The Ongoing Struggles for Adopted Adults
Consequently, these complex emotions make it difficult for adopted adults to move on with their lives.

Therefore, our struggle with identity, belonging, and guilt persists, and there’s a pressing need for more understanding and validation of these experiences.

The Need for More Support
I find solace in groups and movements like the UK Adult Adoptee Movement.
They provide a platform for adopted adults to share our stories and advocate for our needs.

One key aspect of this advocacy is the need for adoption-specific therapy, which could help adult adoptees process the unique challenges we face.

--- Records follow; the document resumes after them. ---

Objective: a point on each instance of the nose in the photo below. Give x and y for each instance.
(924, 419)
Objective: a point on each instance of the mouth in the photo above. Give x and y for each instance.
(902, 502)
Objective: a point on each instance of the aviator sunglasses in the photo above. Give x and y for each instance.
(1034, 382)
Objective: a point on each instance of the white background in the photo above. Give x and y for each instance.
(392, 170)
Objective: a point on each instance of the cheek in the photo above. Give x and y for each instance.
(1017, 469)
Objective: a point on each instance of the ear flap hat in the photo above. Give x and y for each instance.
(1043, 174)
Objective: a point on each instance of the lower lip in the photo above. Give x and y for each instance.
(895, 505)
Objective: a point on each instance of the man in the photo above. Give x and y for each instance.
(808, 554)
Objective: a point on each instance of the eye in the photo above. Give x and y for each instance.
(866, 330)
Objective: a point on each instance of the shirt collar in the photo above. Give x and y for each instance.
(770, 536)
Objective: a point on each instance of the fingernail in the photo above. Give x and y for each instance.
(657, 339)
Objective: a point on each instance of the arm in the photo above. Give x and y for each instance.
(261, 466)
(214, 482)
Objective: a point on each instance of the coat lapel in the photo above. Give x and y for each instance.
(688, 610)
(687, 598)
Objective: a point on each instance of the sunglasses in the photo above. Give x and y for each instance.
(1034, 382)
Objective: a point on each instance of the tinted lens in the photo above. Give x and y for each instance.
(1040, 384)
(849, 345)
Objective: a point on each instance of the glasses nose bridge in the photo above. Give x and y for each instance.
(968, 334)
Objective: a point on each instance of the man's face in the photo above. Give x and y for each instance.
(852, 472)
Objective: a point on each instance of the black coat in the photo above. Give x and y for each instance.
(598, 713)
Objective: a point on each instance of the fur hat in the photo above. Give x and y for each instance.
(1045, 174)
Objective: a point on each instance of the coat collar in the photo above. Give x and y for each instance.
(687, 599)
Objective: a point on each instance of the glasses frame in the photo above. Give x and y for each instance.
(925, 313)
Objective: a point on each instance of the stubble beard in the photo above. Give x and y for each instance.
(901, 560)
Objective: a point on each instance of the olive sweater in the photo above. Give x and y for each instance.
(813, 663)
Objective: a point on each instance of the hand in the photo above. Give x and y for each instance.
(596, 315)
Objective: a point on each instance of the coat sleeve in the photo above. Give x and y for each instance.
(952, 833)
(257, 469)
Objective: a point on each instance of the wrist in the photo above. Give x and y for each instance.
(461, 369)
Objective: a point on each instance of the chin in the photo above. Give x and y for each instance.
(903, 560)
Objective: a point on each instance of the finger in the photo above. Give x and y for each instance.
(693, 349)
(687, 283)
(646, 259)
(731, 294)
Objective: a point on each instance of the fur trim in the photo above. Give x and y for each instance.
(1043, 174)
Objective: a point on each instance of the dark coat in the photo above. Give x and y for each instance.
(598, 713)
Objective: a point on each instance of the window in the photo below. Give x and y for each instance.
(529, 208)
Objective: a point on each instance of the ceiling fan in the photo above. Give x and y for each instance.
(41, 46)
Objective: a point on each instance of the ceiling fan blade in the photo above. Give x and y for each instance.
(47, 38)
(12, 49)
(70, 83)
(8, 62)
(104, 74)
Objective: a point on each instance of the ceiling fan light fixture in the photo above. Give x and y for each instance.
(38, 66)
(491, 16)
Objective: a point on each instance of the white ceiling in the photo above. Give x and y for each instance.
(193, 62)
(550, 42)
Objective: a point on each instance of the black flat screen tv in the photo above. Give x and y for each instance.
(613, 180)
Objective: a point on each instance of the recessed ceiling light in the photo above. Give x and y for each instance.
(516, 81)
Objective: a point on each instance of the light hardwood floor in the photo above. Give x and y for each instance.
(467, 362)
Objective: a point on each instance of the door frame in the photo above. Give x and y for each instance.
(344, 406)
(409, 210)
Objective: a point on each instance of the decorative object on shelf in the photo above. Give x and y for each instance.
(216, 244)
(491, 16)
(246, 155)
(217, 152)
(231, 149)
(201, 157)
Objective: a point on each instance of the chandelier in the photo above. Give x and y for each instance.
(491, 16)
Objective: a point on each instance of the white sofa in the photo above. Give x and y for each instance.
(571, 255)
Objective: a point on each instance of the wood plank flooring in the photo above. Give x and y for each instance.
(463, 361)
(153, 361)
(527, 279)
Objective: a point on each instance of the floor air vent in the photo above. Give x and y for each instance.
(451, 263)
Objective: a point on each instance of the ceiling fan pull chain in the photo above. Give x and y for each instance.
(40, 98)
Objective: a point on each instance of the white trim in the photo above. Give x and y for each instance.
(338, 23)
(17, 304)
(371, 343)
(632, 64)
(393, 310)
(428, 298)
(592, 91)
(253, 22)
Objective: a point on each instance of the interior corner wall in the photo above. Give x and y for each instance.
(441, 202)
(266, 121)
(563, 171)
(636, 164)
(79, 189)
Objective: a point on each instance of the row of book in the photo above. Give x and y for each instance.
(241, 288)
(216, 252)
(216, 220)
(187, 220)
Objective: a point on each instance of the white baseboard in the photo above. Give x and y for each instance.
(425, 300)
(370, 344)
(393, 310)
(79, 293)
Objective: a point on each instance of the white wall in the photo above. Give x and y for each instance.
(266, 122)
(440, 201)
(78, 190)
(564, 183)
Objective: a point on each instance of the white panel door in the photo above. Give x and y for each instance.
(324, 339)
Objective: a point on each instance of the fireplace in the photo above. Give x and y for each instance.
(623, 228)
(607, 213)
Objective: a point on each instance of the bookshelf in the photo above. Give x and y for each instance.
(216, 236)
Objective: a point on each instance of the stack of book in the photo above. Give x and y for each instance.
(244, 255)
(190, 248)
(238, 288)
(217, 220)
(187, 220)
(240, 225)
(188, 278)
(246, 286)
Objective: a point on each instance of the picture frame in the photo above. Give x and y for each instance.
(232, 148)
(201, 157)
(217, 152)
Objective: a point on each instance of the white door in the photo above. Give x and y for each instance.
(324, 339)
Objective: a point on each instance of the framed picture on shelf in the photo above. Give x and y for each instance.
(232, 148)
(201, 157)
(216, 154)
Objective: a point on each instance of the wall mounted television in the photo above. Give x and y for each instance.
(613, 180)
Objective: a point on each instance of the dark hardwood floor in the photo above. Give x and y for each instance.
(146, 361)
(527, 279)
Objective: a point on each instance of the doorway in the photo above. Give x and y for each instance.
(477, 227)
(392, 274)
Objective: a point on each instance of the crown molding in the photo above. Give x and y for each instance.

This means that elevating the voices of adult adoptees and creating safe spaces for us to share our experiences would be a step forward.

Adopted adults, even those who were adopted as infants, deserve more support. We need to dismantle the savior narrative.

The Importance of Being Heard
We deserve to be heard and understood, not dismissed or pushed aside once the adoption papers are signed.

It’s crucial to create a society where adopted adults are recognized and given the resources we need to thrive as we carry the weight of our experiences into adulthood.

Breaking the Stigma
It’s also vital for adoptive parents to talk openly about adoption without shame, making it a natural conversation in the household.

Not discussing adoption only causes emotional harm and contributes to the stigma surrounding it.

With more awareness and empathy, we can dismantle outdated narratives and create a world where adopted adults feel validated and supported.